Cyclops reveals that Cipher was first discovered during events depicted in New X-Men vol. 2. During a riot in Mutant Town, Jean Grey was able to detect Cipher's presence. Jean and Cyclops chose to keep Cipher's presence a secret at her request, aided by her mutant ability to become completely undetectable either psychically or physically. In the meantime, Cipher developed a friendship with Blindfold, secretly communicating with her and making Blindfold appear to be talking to herself. Cipher is also present for various other events in Young X-Men, secretly assisting the team. Her newly revealed presence generates feelings of uneasiness and anger over their seeming lack of privacy and Cipher's ability to go about undetected in their lives.

In a conversation with Cipher, Cyclops theorizes that she had chosen to reveal herself out of a subconscious desire to make herself known to those around her.

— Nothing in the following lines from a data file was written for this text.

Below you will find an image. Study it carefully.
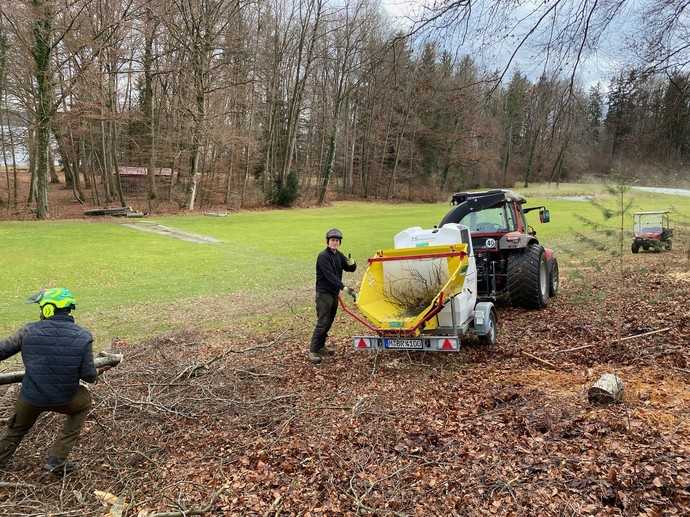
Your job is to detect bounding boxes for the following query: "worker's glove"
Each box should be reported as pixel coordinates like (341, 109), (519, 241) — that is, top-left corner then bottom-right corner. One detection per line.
(346, 253), (356, 267)
(344, 286), (357, 302)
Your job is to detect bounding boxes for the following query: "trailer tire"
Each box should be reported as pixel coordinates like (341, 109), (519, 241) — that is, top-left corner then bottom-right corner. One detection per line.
(549, 259), (559, 298)
(478, 309), (497, 346)
(507, 244), (549, 309)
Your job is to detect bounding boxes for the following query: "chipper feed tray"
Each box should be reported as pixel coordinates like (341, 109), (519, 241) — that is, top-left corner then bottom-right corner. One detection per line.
(341, 243), (469, 336)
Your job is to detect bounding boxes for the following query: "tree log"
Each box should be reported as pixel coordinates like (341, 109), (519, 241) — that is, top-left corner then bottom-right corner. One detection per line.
(588, 373), (624, 404)
(0, 352), (123, 385)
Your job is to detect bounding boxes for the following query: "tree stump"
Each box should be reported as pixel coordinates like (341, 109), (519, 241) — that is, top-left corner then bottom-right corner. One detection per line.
(588, 373), (624, 404)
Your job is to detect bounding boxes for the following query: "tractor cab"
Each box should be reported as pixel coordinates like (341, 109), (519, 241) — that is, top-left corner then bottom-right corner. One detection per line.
(631, 211), (672, 253)
(439, 189), (557, 309)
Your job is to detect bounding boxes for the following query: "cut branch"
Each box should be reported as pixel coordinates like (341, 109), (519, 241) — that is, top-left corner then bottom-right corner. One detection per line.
(0, 352), (123, 385)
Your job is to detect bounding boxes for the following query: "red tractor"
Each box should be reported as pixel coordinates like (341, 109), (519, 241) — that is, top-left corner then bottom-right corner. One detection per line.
(439, 189), (558, 309)
(631, 211), (673, 253)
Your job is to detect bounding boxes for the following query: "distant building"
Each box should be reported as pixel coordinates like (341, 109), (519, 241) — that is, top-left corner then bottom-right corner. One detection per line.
(118, 166), (176, 192)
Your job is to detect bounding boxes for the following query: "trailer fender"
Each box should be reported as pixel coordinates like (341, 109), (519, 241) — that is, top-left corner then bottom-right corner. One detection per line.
(473, 302), (496, 335)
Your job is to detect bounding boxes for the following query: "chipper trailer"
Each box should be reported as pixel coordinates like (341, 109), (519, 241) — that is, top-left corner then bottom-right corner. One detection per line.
(340, 223), (497, 352)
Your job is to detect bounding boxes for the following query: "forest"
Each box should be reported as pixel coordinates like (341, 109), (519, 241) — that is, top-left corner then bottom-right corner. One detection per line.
(1, 0), (690, 218)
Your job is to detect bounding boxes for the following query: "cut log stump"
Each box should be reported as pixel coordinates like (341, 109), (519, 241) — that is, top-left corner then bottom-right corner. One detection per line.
(588, 373), (624, 404)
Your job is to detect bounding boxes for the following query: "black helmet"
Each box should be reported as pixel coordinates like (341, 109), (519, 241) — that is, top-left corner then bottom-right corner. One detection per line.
(326, 228), (343, 241)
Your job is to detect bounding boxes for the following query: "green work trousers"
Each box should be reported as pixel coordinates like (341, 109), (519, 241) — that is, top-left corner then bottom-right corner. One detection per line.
(0, 386), (91, 465)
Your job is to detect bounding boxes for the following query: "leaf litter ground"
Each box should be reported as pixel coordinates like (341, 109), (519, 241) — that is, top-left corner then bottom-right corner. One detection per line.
(0, 250), (688, 516)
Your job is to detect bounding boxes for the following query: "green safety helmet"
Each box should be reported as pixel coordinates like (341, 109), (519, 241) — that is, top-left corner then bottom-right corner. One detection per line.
(27, 288), (76, 318)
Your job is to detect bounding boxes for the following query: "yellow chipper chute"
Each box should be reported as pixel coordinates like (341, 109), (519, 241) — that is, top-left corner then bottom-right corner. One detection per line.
(340, 243), (469, 337)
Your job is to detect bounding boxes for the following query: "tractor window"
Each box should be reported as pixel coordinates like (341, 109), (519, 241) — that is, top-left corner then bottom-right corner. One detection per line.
(460, 206), (516, 233)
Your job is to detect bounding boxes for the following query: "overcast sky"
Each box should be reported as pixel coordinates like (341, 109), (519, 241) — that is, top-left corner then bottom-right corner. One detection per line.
(379, 0), (643, 90)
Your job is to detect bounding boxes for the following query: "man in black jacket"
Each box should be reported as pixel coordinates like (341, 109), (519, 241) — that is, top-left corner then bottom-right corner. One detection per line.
(309, 228), (357, 364)
(0, 288), (97, 474)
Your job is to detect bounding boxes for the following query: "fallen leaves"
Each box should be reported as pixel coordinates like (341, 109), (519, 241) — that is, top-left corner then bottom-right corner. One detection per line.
(0, 250), (688, 514)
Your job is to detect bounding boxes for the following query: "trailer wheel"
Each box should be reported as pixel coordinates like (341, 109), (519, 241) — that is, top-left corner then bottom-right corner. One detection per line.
(507, 244), (549, 309)
(549, 259), (559, 298)
(478, 310), (497, 346)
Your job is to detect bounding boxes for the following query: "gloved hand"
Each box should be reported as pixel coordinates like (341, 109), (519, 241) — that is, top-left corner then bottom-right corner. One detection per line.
(343, 286), (357, 301)
(346, 253), (356, 267)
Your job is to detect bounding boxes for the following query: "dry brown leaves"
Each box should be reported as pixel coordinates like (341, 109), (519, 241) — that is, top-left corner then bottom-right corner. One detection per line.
(0, 251), (688, 516)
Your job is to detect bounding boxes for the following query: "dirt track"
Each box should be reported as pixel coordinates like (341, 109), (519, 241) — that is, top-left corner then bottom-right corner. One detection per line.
(0, 251), (688, 515)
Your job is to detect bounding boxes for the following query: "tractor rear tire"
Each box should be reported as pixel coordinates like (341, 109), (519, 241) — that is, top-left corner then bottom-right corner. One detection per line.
(549, 259), (559, 298)
(665, 240), (672, 251)
(631, 242), (640, 254)
(507, 244), (550, 309)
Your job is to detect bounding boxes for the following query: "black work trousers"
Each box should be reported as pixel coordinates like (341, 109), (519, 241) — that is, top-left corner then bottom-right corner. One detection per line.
(309, 291), (338, 353)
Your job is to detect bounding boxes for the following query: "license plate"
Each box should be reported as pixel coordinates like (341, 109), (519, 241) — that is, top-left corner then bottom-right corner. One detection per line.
(384, 338), (423, 350)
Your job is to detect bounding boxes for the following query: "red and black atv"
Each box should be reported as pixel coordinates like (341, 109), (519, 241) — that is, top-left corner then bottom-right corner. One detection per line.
(439, 189), (558, 309)
(631, 211), (673, 253)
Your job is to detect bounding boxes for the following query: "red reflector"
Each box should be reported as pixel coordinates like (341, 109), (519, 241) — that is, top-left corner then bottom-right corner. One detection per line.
(357, 338), (368, 349)
(441, 339), (455, 350)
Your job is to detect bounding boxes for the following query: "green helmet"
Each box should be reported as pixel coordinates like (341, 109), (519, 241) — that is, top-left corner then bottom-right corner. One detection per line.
(27, 288), (76, 312)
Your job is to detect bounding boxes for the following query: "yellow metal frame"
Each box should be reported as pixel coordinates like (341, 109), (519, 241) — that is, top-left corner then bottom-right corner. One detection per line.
(355, 244), (469, 336)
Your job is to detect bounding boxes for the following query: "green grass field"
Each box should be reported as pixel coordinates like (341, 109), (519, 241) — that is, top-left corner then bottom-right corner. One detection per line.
(1, 183), (689, 348)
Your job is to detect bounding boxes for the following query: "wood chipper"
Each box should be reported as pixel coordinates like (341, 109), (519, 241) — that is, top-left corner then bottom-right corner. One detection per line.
(631, 211), (673, 253)
(340, 224), (496, 352)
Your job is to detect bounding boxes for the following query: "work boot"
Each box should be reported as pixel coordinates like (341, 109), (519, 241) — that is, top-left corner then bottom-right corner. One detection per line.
(45, 456), (77, 475)
(319, 348), (335, 357)
(308, 352), (322, 364)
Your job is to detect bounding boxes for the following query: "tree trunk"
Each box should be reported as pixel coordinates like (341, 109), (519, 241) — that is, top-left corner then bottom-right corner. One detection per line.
(502, 123), (512, 186)
(224, 148), (234, 206)
(99, 119), (112, 203)
(35, 122), (50, 217)
(523, 128), (540, 188)
(48, 147), (59, 183)
(318, 128), (338, 204)
(0, 110), (10, 207)
(110, 121), (126, 207)
(7, 114), (18, 207)
(0, 352), (123, 385)
(143, 9), (159, 208)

Regardless, Cipher remains uneasy of her "outing" as she fears an individual only referred to as "he" will now know where to find her and will come for her. Cyclops assures her that "he" will have to get through the X-Men to reach her, reassuring Cipher enough for her to decide to drop her stealth. Following the split between Wolverine and Cyclops in "X-Men: Schism", Cipher decides to return to Westchester with Wolverine and become a student at the newly renamed Jean Grey School for Higher Learning.

She later joins the mutant nation of Krakoa, and the X-Corps.

==Powers and abilities==
Cipher's abilities include full spectrum invisibility and complete stealth, able to mask even her psychic imprint from most telepaths with the exception of particularly high-level telepaths like Jean Grey and Professor X. She is also able to enter a phased state making her capable of passing through solid objects and levitating through the air. She also exhibits the ability to mask her voice to only those she chooses. Coupled with her invisibility, this makes her a highly adept spy, and she was employed as such by Cyclops. She was also able to extend her invisibility to objects.

She is also able to pilot the X-Men's jets.

==In other media==
Cipher makes non-speaking cameo appearances in X-Men '97.